WASHINGTON, D.C.: The International Monetary Fund (IMF) on Thursday (Friday in Manila) cut its 2015 growth forecast for the United States and called on the Federal Reserve to put off a rate hike until conditions are stronger.
In an annual report of the world’s largest economy, the Fund said growth would reach only 2.5 percent this year due to the unexpected first quarter contraction, compared to the previous forecast of 3.1 percent in April.
It said growth is already rebounding from the stall. But it nevertheless strongly recommended that the Fed hold off on its planned interest rate hike until more resilience is shown, likely only in early 2016.
It said growth momentum this year had been sapped by “a series of negative shocks,” pointing to extremely harsh winter weather in parts of the country, the three-month West Coast ports slowdown that locked up trade, the sharp rise of the dollar and the downturn in the oil industry.
Still, the IMF said, “These developments represent a temporary drag but not a long-lasting brake on growth.”
“A solid labor market, accommodative financial conditions, and cheaper oil should support a more dynamic path for the remainder of the year.”
IMF chief Christine Lagarde said at a press conference on the report that the Fund sees US growth resuming a 3.0 percent pace over the rest of the year, and achieving that for the whole of 2016.
“We still believe that the underpinnings for continued expansion are in place.”
But she pushed for the Fed to hold off on a rate hike, which has been anticipated for as early as July, saying growth conditions are not yet firm enough for it.
The Fed has locked its benchmark federal funds rate at zero since 2008, and has been waiting for proof from a tightening jobs market and rising inflation that the economy is locked into higher gear to make its first increase toward a more “normal” monetary policy.
Without those signs, the IMF report warned, raising rates too soon could result in tighter financial conditions and even financial instability, that could then force the Fed to cut rates again.
That could both stir damaging volatility in world markets, and undermine the Fed’s credibility.

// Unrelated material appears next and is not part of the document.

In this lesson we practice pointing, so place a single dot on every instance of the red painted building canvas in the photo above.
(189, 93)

The Fed “should remain data-dependent and defer its first increase in policy rates until there are greater signs of wage or price inflation than are currently evident,” it said.

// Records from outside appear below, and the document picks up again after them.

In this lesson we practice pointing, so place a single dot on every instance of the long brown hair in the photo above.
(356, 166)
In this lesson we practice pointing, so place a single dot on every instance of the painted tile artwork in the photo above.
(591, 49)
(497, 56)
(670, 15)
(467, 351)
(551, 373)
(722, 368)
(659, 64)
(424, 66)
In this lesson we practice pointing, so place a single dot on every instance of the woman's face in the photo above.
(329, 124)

“Barring upside surprises to growth and inflation, this would put lift-off into the first half of 2016.”
While the IMF picture for the US economy was generally positive, it noted a few weaknesses or danger points that raise risks that would have impacts far beyond US borders.
The US dollar is “moderately overvalued,” the IMF said, impacting economic growth and job creation, and holding down inflation.
“There is a risk that a further marked appreciation of the dollar—particularly one that takes place in an environment where policies to address growth deficiencies languish both in the US and abroad—would be harmful.”
The IMF review also included a new analysis of financial system stability which warned that the US needs to put more effort into monitoring and regulating non-bank financial institutions.
Investors’ search for yield in the current easy-money environment has increased the position in financial markets of lightly-regulated non-banks like insurance companies, investment funds and others, which are leveraging more and taking more risks, it noted.
This is pushing up asset valuations to what could be excessive levels, the IMF suggests, and yet for non-banks, “there is less visibility on the size and nature of the embedded risks and fewer regulatory and supervisory levers to manage those risks.”